Quello che scorre nelle valli della nostra cittadina, il Simeto, è addirittura set di numerose vicende mitologiche. Nasce e si fa strada prima tra le pendici dei monti Nebrodi per poi scorrere tra le Lave dell’Etna e sfociare nel mar Ionio. Come per le prime civiltà, il Simeto è fonte di sostentamento per le comunità locali che nel tempo hanno lasciato numerosi resti del loro passaggio e che possono essere ammirati percorrendo le strade lungo il fiume, così come i tanti anfratti e i paesaggi stupendi delle campagne circostanti. La natura intorno al fiume regala una meravigliosa biodiversità fatta di flora spontanea e importanti coltivazioni arboree, fauna selvatica, uccelli migratori abituali e allevamenti al pascolo.

Spostandosi in macchina a pochi minuti dal centro storico è possibile raggiungere il ponte Serravalle, un ponte Normanno che un tempo collegava i vari centri abitati della zona. Intorno ad esso troviamo i resti di un vecchio mulino, antiche masserie e degli arboreti che nel periodo primaverile, con la loro fioritura, arricchiscono il paesaggio con I loro colori caratteristici.

Percorrendo la strada provinciale 211, a pochissimi chilometri di distanza, possiamo fermarci al ponte Passopaglia, questo di recente costruzione, che ci permette di ammirare gli ingrottati lavici caratteristici di questa parte della vallata.

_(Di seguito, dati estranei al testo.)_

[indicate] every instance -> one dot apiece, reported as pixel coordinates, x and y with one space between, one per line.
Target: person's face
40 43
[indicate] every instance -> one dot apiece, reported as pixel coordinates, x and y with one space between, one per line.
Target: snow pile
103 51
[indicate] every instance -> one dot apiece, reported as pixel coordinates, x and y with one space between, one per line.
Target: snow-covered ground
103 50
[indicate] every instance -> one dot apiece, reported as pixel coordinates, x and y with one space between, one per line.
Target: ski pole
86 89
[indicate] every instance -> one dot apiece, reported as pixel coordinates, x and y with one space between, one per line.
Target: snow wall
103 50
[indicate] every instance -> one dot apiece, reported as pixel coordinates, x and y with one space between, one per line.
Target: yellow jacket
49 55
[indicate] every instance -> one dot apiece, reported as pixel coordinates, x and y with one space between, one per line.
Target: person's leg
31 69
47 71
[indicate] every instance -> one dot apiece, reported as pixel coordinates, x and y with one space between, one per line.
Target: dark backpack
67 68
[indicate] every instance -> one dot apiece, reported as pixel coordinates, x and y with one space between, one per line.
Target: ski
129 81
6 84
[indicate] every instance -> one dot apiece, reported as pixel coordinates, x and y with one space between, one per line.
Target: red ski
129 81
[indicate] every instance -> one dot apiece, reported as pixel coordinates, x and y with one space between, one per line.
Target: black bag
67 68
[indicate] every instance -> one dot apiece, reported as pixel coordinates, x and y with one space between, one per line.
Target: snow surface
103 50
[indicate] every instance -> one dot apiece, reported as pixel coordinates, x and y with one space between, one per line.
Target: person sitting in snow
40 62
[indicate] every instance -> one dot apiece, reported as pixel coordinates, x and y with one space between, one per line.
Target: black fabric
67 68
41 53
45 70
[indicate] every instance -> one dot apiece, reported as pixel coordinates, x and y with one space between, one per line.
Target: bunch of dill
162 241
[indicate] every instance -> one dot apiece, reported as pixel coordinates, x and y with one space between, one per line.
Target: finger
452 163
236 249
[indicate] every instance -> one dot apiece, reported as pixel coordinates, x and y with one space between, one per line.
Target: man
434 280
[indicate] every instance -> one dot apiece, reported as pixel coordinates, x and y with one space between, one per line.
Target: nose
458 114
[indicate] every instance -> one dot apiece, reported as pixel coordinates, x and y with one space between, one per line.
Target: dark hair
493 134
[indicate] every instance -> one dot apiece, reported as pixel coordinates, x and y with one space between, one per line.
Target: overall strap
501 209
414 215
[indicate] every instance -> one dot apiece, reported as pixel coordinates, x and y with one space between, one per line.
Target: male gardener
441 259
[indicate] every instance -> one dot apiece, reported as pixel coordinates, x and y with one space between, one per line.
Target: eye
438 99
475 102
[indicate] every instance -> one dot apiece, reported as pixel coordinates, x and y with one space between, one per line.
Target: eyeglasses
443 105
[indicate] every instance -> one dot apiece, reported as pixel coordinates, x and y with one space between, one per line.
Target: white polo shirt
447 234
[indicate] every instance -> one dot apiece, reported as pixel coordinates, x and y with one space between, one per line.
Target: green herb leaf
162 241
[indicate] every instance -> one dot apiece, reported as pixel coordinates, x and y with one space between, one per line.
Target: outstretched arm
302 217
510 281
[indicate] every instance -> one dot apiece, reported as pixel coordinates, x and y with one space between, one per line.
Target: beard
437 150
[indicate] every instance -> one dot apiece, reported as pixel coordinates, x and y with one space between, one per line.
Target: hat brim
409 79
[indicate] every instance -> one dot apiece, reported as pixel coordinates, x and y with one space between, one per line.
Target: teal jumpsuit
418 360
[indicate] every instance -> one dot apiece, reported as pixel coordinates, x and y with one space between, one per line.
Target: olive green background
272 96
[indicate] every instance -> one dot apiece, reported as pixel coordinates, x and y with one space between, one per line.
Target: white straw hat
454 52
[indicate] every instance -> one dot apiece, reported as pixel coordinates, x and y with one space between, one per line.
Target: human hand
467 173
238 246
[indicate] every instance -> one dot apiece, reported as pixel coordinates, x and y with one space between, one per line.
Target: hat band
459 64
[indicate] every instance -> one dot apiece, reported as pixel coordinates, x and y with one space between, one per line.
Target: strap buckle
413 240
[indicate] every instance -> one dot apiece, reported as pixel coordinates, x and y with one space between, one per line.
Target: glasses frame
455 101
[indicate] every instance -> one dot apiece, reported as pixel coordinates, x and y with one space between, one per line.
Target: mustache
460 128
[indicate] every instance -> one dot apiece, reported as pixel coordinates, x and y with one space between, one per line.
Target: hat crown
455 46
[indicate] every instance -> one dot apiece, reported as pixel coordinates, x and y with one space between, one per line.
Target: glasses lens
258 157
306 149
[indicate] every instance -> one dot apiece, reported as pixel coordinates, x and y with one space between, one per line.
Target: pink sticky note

Tornando in auto e muovendoci sulla SP 211 e poi sulla SP 94 in direzione Adrano, il panorama è contraddistinto da un lato dai fitti pistacchieti e dall’altro dei frutteti che si servono delle acque del Simeto per la propria crescita.

Venti minuti di strada bastano per raggiungere il ponte dei Saraceni, parcheggiare e prepararsi per una breve passeggiata. Il ponte, che si trova in territorio di Adrano, risale probabilmente al periodo Romano, anche se negli anni è stato modificato e ricostruito.

Qui è possibile osservare le Forre laviche, delle gole scavate nella lava dall’azione erosiva delle acque del fiume.

Qualche altro passo serve per arrivare al Salto del Pecoraio. Qui ci possiamo fermare per un attimo di pausa che basta per riprendersi e tornare presto con qualche altra passeggiata tra i luoghi magici della nostra città.